Part 2: Maintaining deployment capability

New Zealand Defence Force: Progress with the Defence Sustainability Initiative.

In this Part, we discuss whether NZDF was able to maintain deployment capability during the foundations phase.

NZDF sustained the deployments required by the Government during the foundations phase. This came at a cost: progress in other areas was slower than NZDF had planned.

One of NZDF's main roles is to deploy military forces at the Government's direction.

At the start of the Initiative, Cabinet wanted NZDF to maintain deployment commitments throughout the Initiative at levels no lower than those that existed in February 2005, which involved 11.7% of the Regular Force's personnel.

NZDF exceeded the Government's deployment expectations during the foundations phase. The percentage of Regular Force personnel deployed was:

  • 12.4% as at 30 June 2006;
  • 15.8% as at 30 June 2007; and
  • 17.2% as at 30 June 2008.

The Air Force, Army, and Navy did not deploy equal numbers or proportions of personnel. Generally, the Army contributed more personnel. For example, in 2007/08, while the deployment rate for the Regular Force overall was about 17%, the deployment rate for the Army was between 17% and 25%.

During the foundations phase, NZDF could not sustain deployments using only Regular Force personnel.

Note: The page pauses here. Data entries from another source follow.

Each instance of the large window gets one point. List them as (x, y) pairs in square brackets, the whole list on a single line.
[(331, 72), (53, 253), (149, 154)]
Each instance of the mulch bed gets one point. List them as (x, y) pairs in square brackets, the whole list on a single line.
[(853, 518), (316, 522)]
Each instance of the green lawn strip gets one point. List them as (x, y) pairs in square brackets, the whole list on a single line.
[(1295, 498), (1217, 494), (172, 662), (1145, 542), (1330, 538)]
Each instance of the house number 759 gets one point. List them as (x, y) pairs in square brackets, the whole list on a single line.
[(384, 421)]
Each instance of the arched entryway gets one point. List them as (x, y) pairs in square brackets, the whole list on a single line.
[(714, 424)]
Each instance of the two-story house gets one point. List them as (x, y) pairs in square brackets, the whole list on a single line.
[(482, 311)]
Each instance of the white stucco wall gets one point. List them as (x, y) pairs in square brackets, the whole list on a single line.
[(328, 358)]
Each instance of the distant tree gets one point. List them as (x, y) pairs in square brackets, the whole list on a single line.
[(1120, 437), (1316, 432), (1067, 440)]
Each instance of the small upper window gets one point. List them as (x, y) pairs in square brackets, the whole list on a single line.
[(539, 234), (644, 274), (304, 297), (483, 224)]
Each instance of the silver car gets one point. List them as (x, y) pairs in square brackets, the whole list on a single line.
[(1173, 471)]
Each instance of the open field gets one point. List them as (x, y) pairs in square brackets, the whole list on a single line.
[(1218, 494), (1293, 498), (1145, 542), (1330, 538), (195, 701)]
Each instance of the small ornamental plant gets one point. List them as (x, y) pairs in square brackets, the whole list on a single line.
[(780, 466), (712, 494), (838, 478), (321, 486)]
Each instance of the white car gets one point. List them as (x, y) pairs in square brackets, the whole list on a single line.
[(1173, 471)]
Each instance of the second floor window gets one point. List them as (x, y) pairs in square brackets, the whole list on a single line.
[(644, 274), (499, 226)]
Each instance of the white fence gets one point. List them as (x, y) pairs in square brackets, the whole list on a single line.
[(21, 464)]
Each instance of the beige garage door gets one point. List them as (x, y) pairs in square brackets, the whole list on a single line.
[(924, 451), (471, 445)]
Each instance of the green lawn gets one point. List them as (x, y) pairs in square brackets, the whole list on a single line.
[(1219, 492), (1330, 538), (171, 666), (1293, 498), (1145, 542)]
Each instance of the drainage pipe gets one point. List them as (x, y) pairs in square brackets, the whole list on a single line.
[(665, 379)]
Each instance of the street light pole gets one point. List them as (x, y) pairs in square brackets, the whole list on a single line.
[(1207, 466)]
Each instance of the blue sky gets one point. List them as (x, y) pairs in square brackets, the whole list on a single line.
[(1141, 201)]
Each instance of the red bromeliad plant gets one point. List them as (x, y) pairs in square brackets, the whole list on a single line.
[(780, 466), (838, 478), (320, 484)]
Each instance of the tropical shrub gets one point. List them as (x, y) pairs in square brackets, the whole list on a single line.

It needed to use personnel from the Reserve Force as well.

Maintaining deployments at these levels slowed NZDF's progress in restoring military and corporate capability because it needed more of its personnel to manage and sustain deployments. This left fewer staff available for the Initiative's improvement projects. It also left fewer personnel available to prepare for potential new deployments, which we discuss in Part 3.

We explain the effects of deployments on NZDF in Appendix 2.